Author’s note: I do not claim to have coined this terminology or its’ meaning. I am simply relaying the information taught to me. I found it made redox chemistry a piece of cake – I hope you do too!
I have been inspired to write this post as a few of my students studying redox have never heard of the saying: AN OIL RIG CAT, which was taught to me by my chemistry teacher. It makes redox simple and easy and I cannot believe that educators out there either don’t know about this fabulous key, or are not relaying it to their students to ease their chemistry journey. But let’s start at the start at the start shall we?
Redox is the study of chemical reactions that undergo oxidation and reduction. In redox, oxidation cannot occur without reduction, and reduction cannot occur without oxidation. This all essentially means that elements lose or gain electrons to change their oxidation state (or oxidation number). Please see my previous post on assigning oxidation numbers.
Here’s how the key works:
Think about AN OIL RIG CAT separated into two halves:
AN OIL / RIG CAT
OIL: Oxidation Is Loss of electrons
Read: Increase in oxidation state
RIG: Reduction Is Gain of electrons
Read: Decrease or REDUCTION of oxidation state.
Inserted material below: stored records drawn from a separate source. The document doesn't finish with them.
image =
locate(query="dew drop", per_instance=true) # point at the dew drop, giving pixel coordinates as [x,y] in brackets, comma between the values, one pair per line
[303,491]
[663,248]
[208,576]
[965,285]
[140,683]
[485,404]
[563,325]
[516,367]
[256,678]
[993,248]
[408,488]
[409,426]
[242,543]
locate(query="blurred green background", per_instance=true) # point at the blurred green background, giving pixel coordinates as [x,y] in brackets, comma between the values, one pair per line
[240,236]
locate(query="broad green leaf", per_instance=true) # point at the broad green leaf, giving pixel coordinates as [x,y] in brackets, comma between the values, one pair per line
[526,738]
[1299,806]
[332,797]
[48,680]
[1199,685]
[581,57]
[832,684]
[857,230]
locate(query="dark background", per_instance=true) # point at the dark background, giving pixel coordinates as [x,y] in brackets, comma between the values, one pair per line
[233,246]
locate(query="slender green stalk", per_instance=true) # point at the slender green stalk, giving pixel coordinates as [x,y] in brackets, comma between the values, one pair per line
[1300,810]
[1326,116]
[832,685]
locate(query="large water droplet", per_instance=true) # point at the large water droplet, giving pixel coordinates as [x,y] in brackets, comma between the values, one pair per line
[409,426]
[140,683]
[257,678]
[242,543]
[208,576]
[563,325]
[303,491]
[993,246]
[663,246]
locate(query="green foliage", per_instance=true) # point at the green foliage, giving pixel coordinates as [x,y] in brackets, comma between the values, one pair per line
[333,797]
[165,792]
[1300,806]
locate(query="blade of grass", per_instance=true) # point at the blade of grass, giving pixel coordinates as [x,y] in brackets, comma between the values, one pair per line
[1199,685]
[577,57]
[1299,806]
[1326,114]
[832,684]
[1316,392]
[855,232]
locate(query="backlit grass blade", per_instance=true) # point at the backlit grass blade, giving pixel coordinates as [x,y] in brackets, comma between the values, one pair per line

AN OIL: Oxidation occurs at the ANode
RIG CAT: Reduction occurs at the CAThode
Let’s illustrate how this works. Consider the ionic equation below, with assigned oxidation states as shown:
0 +2 +2 0
Fe(s) + Cu2+(aq) => Fe2+(aq) + Cu(s)
Iron is going from an oxidation state of 0 to +2, and therefore is losing 2 electrons to become more positive:
Fe(s) => Fe2+(aq) + 2e-
Iron is undergoing oxidation.
Copper is going from an oxidation state of +2 to 0, and therefore must gain 2 electrons to become neutral:
Cu2+(aq) + 2e- => Cu(s)
Copper is undergoing reduction.
The concept of oxidation/reduction and oxidising/reducing agents (or oxidants/reductants) also seems to cause students grief. When determining these
Elements undergoing oxidation are REDUCING AGENTS (reductants).
Elements undergoing reduction are OXIDISING AGENTS (oxidants).
In our example above,
Iron is undergoing oxidation, and is the reductant.
Copper is undergoing reduction, and is the oxidant.
Application to a galvanic cell
So how does this all tie in with the concept of a galvanic cell with anodes and cathodes? Well, let’s use our example. Each half equation for Iron and Copper as above makes up two half-cells for a galvanic cell. A blank schematic of a galvanic cell looks like this:
Below each beaker (which represents our half cell), write your equation. Each long rectangle in the beakers represents our electrodes, which are solid metal, and the solution will contain our ions for that half cell. See annotations added below:
Because oxidation occurs at the anode, and reduction occurs at the cathode, we can label the electrodes as being either the anode or the cathode. If you wish to simplify this, the anode has a negative charge, and the cathode has a positive charge, which can be denoted just as (-) or (+) if you wish. In this example I have included both descriptions:
Now we can show the direction of our charged particles. For the external circuit between the anode and the cathode, electrons flow from the anode to the cathode, which can be represented as below.
For the salt bridge (usually composed of KNO3), the K+ ions and the NO3- ions move in opposite directions to balance out the charge difference between the two half cells. The positive ions (K+) always move towards the cathode, and the negative ions (NO3-) always move towards the anode.
Finally (this step is optional), is to show which electrode is being eaten away (solid metal is being oxidised to aqueous ions), and which one is being coated (aqueous ions are being reduced to solid metal). This is tricky to show in a diagram, but here is my attempt below:
And there you have it:
Redox simplified to four simple words: AN OIL RIG CAT.